As recently as last year, Google ( and now Mozilla – the 2 browsers with biggest market share ) has found wrongdoing on the part of Symantec and many of its subsidiary CAs. Symantec owns 2 of the most popular brands in SSL certificates – Verisign and Thawte – so this is a considerable issue. As of March this year, Google has laid out a plan to gradually distrust SSL Certificates issued by Symantec and any of its subsidiary CAs, and push for their replacement.

“As captured in Chrome’s Root Certificate Policy, root certificate authorities are expected to perform a number of critical functions commensurate with the trust granted to them. This includes properly ensuring that domain control validation is performed for server certificates, to audit logs frequently for evidence of unauthorized issuance, and to protect their infrastructure in order to minimize the ability for the issuance of fraudulent certs.”

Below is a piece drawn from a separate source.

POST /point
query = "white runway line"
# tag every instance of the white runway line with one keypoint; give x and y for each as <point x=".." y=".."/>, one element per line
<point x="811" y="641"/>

“On the basis of the details publicly provided by Symantec, we do not believe that they have properly upheld these principles, and as such, have created significant risk for Google Chrome users. Symantec allowed at least four parties access to their infrastructure in a way to cause certificate issuance, did not sufficiently oversee these capabilities as required and expected, and when presented with evidence of these organizations’ failure to abide to the appropriate standard of care, failed to disclose such information in a timely manner or to identify the significance of the issues reported to them.”

As you can imagine, if CAs mis-issue certificates, this breaks the fundamental trust required for using secure encrypted websites.

I very seldom mention my affiliated businesses in my blog however, in this case it’s important to mention that the primary upstream provider for SSL Certificates for my internet service business, eMailStor, has as of February this year, stopped distributing certificates from Symantec, Verisign, Thawte, GeoTrust and RapidSSL. This gives you an idea of how serious the problem of certificate mis-issuance is.

For end-users, it’s a matter of checking the certificate presented by a site to ensure that it’s valid. If there is a matter of mis-issuance, then most CAs have an insurance facility which may cover losses.

Website operators have a little more work to do – as follows:

  • make sure all critical internet services use SSL Certificates
  • have a complete SSL Certificate generation policy in place, along with all required documentation and procedures
  • do not pin certificates to one CA
  • do not assume that popular CAs are by nature and reputation secure
  • continually review the performance of your CAs
  • follow the instructions of CAs to the letter for installation

SSL Certificates, and their issuers, play a critical part in making sure that websites can be authenticated, and that users can transfer information with websites in a secure manner. Browser makers also play a part in making sure that CAs toe the line and work together to build an infrastructure that can be trusted.